Potential session/cache leakage between workspace instances or consumer accounts

Nature of the Minecraft Output: Hallucination vs. Data Leak

  • Many commenters think the incident is most likely a hallucination, not cross-session or cross-account leakage.
  • Arguments for hallucination:
    • “minecraft.py” and related strings existed in the user’s context/tool outputs.
    • Long contexts can cause models to drift or “go insane,” including language shifts and off-topic tangents.
  • Skeptical voices argue the behavior seems too specific/implausible for a normal hallucination and resembles unrelated conversation fragments.
  • Some note that, from the outside, hallucination, context bleed, and infra bugs can look similar and are hard to distinguish.

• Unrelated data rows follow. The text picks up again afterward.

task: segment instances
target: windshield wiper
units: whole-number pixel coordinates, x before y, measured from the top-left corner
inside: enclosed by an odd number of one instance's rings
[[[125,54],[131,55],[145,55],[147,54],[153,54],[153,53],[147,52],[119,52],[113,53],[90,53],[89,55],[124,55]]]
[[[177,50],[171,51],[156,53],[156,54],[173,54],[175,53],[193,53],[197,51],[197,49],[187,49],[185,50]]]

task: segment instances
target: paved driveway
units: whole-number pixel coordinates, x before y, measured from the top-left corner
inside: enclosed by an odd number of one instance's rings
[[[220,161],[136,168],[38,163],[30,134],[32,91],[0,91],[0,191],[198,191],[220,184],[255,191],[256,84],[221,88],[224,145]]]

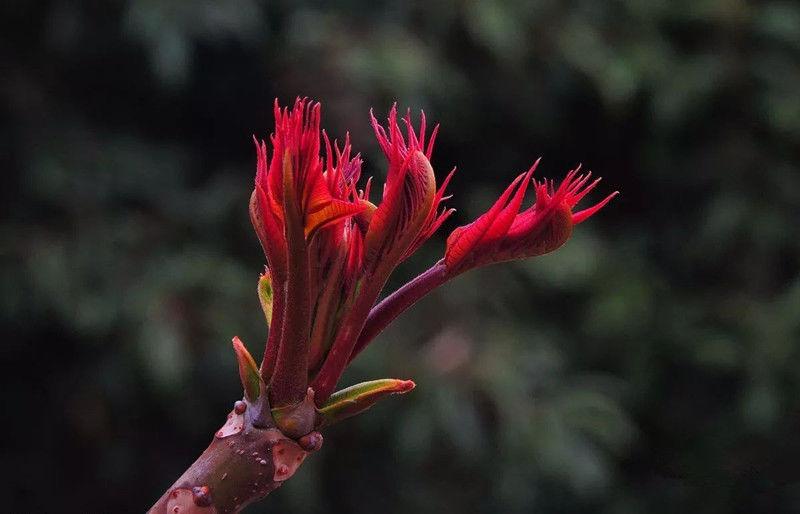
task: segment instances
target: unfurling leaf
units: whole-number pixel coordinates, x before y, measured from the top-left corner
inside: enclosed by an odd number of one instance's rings
[[[384,378],[361,382],[337,391],[319,409],[319,426],[329,426],[350,416],[360,414],[375,405],[381,398],[390,394],[407,393],[414,387],[416,387],[416,384],[411,380]]]
[[[244,396],[254,402],[261,395],[261,375],[258,373],[256,361],[253,360],[253,356],[247,351],[239,337],[233,338],[233,351],[236,353],[236,361],[239,363],[239,378],[244,388]]]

Caching, KV Cache, and Multi‑Tenant Risks

  • Several comments explain that prefix/KV caches are shared to save compute, typically keyed by input tokens.
  • Others stress that implementation bugs in cache keys, hash functions, radix trees, or buffer reuse could cause cross-tenant contamination.
  • There is debate over how likely shared-prefix cache collisions are; full-session collisions are seen as unlikely, but overlapping chunks are plausible.
  • Some highlight GPU multi-tenancy, over-subscribed hardware, and aggressive optimization as making strict isolation difficult.

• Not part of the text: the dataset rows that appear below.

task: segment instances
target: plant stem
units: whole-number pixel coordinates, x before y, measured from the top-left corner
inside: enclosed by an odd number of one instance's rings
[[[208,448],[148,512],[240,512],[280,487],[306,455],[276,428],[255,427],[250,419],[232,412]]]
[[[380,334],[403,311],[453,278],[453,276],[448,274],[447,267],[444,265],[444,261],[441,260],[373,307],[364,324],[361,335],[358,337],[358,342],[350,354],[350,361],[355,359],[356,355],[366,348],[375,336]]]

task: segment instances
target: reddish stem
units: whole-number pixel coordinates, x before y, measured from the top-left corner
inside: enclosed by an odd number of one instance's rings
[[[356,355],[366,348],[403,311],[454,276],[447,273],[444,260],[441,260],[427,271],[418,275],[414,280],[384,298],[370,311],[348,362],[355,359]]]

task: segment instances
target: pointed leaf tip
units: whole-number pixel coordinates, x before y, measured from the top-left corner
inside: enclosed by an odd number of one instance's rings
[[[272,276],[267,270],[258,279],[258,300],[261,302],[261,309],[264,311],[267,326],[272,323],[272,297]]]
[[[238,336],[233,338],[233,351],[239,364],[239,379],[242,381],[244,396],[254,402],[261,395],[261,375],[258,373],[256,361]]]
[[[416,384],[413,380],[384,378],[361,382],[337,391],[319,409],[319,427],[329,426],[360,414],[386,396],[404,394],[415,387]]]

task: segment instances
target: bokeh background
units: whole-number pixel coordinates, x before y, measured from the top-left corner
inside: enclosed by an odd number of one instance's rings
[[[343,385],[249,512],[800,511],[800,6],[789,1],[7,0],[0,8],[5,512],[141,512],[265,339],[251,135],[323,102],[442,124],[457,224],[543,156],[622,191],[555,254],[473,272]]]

Infrastructure & Routing Bugs (Beyond Caching)

  • A few contributors report prior incidents (with multiple major providers) where responses were swapped between users due to HTTP-level issues (e.g., request smuggling / desync).
  • These were framed as infra bugs where responses get misrouted in flight, not retained training data leaks.
  • There is concern that such bugs can still violate data isolation expectations (e.g., regulatory/PHI implications), even if models are “zero data retention.”

Broader LLM Reliability Experiences

  • Multiple users report similar “random” or mismatched responses from other models (Gemini, Chinese models, etc.), sometimes in different languages or unrelated domains.
  • Some see this as evidence of fragile infra or context handling; others as typical for large, stochastic models, especially under long context or heavy load.

Security, Trust, and Debuggability Concerns

  • Commenters note that AI agents are hard to debug, making it difficult to trace whether issues stem from hallucination, context injection, or infra bugs.
  • There is frustration about limited transparency; several doubt that a provider would fully admit a serious multi-tenant isolation failure.
  • Some emphasize that LLM infrastructure combines immature tooling, complex GPU multi-tenancy, and high sensitivity, making the whole stack “brittle.”